O ENIGMA DA ESFINGE

Viajando pelos campos arenosos do árido deserto

Em busca do oásis sonhado que julgava tão perto,

Eu seguia um rumo que me levaria a algum destino

Certo na incerteza dos dias vindouros do calendário,

Quando me deparei com o mito da Esfinge

Num ponto localizado no tempo imaginário.

O monstro faraônico tinha o corpo leonino,

A cabeça humana, a natureza sombria, e rugindo

Vorazmente bradava a sua força, a sua grandeza,

Soltando no ar seco o olor de seu bafo assassino.

A voz de trovão que se desprendia de sua laringe

Cobrava o meu poder de visualizar com clareza

O objetivo que me motivava a viajar, e sorrindo

Pesava o meu coração na balança algente da morte.

Antecipando a minha derrota com felina gentileza,

Lançou o seu enigma, apostando na minha má sorte.

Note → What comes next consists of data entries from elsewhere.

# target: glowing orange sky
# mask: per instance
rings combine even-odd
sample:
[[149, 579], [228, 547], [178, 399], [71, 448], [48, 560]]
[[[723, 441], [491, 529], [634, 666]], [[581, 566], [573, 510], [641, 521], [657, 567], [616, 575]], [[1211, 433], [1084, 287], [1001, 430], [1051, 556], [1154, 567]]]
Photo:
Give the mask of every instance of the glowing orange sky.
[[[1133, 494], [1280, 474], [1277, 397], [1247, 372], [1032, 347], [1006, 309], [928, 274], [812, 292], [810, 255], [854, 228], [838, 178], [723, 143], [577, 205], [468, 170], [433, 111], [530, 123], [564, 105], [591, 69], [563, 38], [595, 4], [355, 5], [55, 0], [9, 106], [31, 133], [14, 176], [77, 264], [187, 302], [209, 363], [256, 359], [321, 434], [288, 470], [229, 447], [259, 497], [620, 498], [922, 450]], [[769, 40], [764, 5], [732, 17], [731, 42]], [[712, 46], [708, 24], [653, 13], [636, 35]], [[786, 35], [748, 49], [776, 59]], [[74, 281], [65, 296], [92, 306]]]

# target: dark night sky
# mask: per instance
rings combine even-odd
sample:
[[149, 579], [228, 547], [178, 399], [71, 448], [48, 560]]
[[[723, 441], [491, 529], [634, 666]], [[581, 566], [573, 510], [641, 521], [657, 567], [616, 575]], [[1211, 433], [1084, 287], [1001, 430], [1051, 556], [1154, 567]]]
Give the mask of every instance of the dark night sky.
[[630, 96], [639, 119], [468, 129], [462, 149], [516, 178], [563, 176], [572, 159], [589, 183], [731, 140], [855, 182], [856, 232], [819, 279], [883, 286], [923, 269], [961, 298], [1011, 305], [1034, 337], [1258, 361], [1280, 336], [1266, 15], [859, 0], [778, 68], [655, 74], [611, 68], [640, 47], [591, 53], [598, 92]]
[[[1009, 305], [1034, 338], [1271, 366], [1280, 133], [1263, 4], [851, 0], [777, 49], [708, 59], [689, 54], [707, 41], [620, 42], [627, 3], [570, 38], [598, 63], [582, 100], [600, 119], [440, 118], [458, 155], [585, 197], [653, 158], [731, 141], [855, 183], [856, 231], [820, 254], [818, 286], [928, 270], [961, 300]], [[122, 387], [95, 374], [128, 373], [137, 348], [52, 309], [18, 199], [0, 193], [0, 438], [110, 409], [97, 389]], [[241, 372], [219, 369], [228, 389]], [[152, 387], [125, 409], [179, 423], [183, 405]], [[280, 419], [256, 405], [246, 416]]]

Enrouquecido pela ânsia incontida e louca

Que se evolava de sua ensandecida boca,

Planejava uma estratégia para a minha derrocada,

Desafiando a minha força moral com atra soberba:

Ou eu revelaria o segredo do Novo Testamento,

Ou o meu erro me condenaria ao fogo do aniquilamento.

Os seus cabelos luziam na noite que embalsamava a dor,

A mais plangente de todas as dores, a que mais chora:

A dor de quem está ausente em si mesmo desde a aurora.

Uma crise de fé irrompeu na minha alma fraquejada

Com tamanha algidez, que a minha fé quedou enferma,

E a minha boca tentou pedir socorro, no auge do horror,

Mas a minha voz travou, então soltei um grito inaudível,

Enquanto a Esfinge carpia a árvore da minha vida,

Cumprindo a dura sentença, definitiva e irrecorrível.

Por um instante, recordei a infância, estação florida,

Uma época distante em que uma lareira me aquecia:

O carinho da minha mãe, suave e dedicado.

E um cajado de cedro me protegia:

O zelo do meu pai, grave e preocupado.

Ah! Tivesse aquela primavera parado em seu prelúdio,

As suas delícias seriam o pão diário da minha história

Desde o despontar até o fanar do Sol, neste interlúdio.

Eu venceria o sereno das invernias com a fé fortalecida,

E não despertaria atormentado por bizarrias tenebrosas.

Quando menino, eu imaginava a Via Láctea enfeitada

Pelas flores astrais, estas irmãs vigilantes e carinhosas.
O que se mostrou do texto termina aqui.